This formula takes SUM(Sales) for each point (in this case, each region) and divides it by the SUM(Sales) for the entire dataset. I want to address two potentially confusing syntax issues. First, you will notice that none of the LOD keywords are shown. When you don’t see FIXED, INCLUDE or EXCLUDE inside the squiggly brackets, just know that Tableau is using a FIXED LOD calculation for the entire dataset. Tableau calls this a table-scoped calculation. Secondly, the reason we have to aggregate the LOD calculation is because LODs have the potential of being at a greater level of detail than what is in the view. Consequently, Tableau requires that you tell it how to aggregate the LOD calculation should it be more detailed than what is in the view.

Now, let’s create the view. Drag the Region dimension to the Rows shelf and also to the Filters shelf. Next, drag our new calculation to both the Columns shelf and to the Label section on the Marks cards. Once it is sorted, the resulting worksheet should look like this:

hiding data with filters in Tableau

Notice that changing the filter selection doesn’t affect the calculation but rather simply hides the regions you’re not interested in.
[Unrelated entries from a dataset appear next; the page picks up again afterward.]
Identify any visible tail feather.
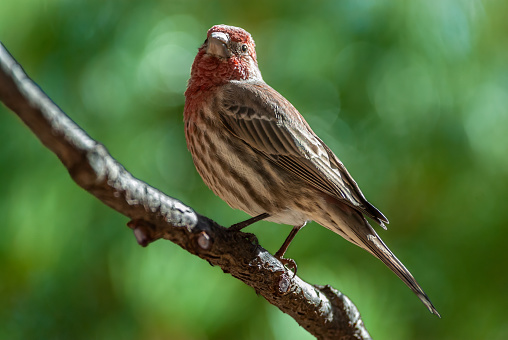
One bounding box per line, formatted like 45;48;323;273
351;216;441;317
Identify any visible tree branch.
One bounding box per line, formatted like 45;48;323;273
0;45;370;339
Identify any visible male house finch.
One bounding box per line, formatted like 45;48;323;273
184;25;439;316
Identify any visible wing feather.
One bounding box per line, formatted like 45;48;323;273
217;81;388;227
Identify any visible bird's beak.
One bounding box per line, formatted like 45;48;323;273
206;32;230;58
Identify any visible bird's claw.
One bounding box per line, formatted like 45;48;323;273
275;256;298;278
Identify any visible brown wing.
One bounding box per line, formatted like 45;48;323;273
216;81;388;227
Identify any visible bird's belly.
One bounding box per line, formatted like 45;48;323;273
187;119;308;225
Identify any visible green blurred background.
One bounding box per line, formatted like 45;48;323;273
0;0;508;339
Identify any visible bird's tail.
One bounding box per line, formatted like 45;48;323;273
332;214;441;317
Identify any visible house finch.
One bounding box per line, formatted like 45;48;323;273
184;25;439;316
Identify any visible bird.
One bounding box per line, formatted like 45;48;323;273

This is a cool trick, but if I stopped here, you wouldn’t get very far using this method in the real world until you encounter a big problem like, “How can you actually filter out data since the FIXED LOD calculation ignores regular filters?”
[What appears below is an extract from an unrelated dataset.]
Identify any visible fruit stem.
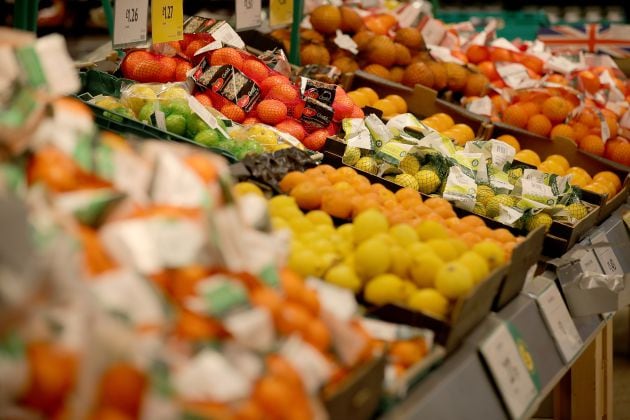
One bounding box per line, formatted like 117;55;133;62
289;0;304;66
Using Context Filters to Filter Your Data

This brings us to the last and final piece of the puzzle: using context filters to actually filter your data. Before you start raising performance objections, yes, I know that context filters can come with a significant performance drag. I’ll get to more of that in my conclusion, but for now, I just want to cover how they can add additional filtering functionality when using FIXED LODs to hide data.
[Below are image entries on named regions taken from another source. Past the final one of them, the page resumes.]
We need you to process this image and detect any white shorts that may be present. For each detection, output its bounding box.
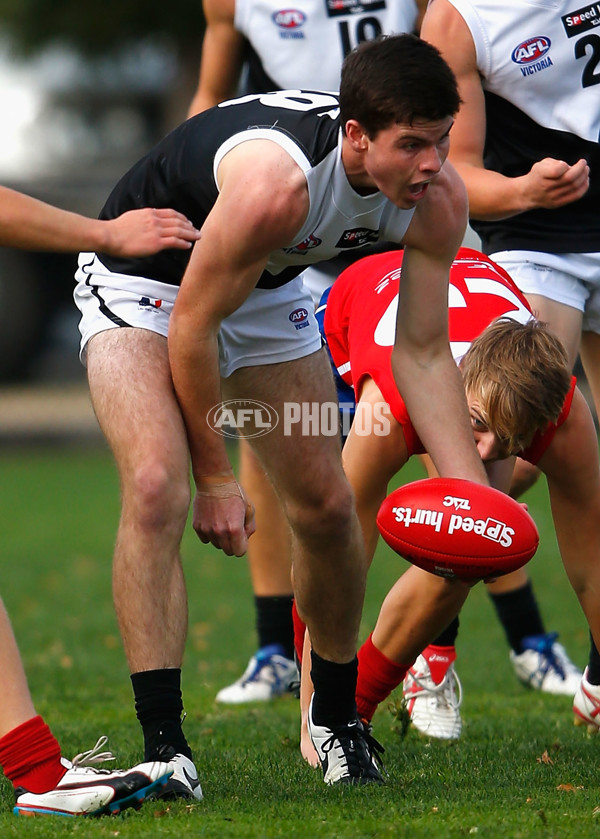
[73,253,321,378]
[490,251,600,333]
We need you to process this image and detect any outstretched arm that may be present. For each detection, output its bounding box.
[0,186,200,256]
[392,163,488,484]
[421,0,589,220]
[538,390,600,646]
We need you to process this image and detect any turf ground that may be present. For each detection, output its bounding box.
[0,442,600,839]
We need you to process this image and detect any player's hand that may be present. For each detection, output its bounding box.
[194,476,256,556]
[102,207,200,256]
[524,157,590,210]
Let’s continue with the current example. We have a view that shows the percentage of total company sales for a region that the user selects. First, let’s replace Region on the Rows shelf with the State dimension in order to see, for a selected region, each state’s percentage of total sales throughout the entire company. But let’s say the user also wants to filter the data by Year and Category. Simply filtering by either of these fields will not do the trick because our FIXED LOD calculation is computed before the dimensional filters are applied.

Remember, though, from Tableau’s order of operations that there are filters that get enforced before FIXED LOD calculations are computed. These are extract, data source and context filters. Extract and data source filters cannot be controlled by the end user, but context filters can be. Given this, let’s drag the Category and Order Date fields onto the Filters shelf. Set the Order Date filter to Discrete Years. Finally, add them both to Context and show the filters. The resulting worksheet shows only the percentage of company-wide total sales for each state within the selected region for the selected Year(s) and product Category.

hiding data with filters in Tableau

And that’s it! I know this was a simplistic example, but the mechanics of this method can be pushed to mind-numbing complexity.


You now know the two primary ways to “hide” data in Tableau. But which should you use? Well, like most things in Tableau, it depends. Here are some general thoughts to help guide you. Let’s start with using table calculations to hide data. For one, table calculation filters are usually a little easier to conceptualize and set up, especially if the view is straightforward. Additionally, if the data you want to show/hide is relative to the other results, table calculations already have built-in comparison functions, such as RANK(). Table calculation filtering can slow performance, but it is usually less of a performance drag when actual filters need to be enforced because the FIXED LOD alternative would then require the use of context filters.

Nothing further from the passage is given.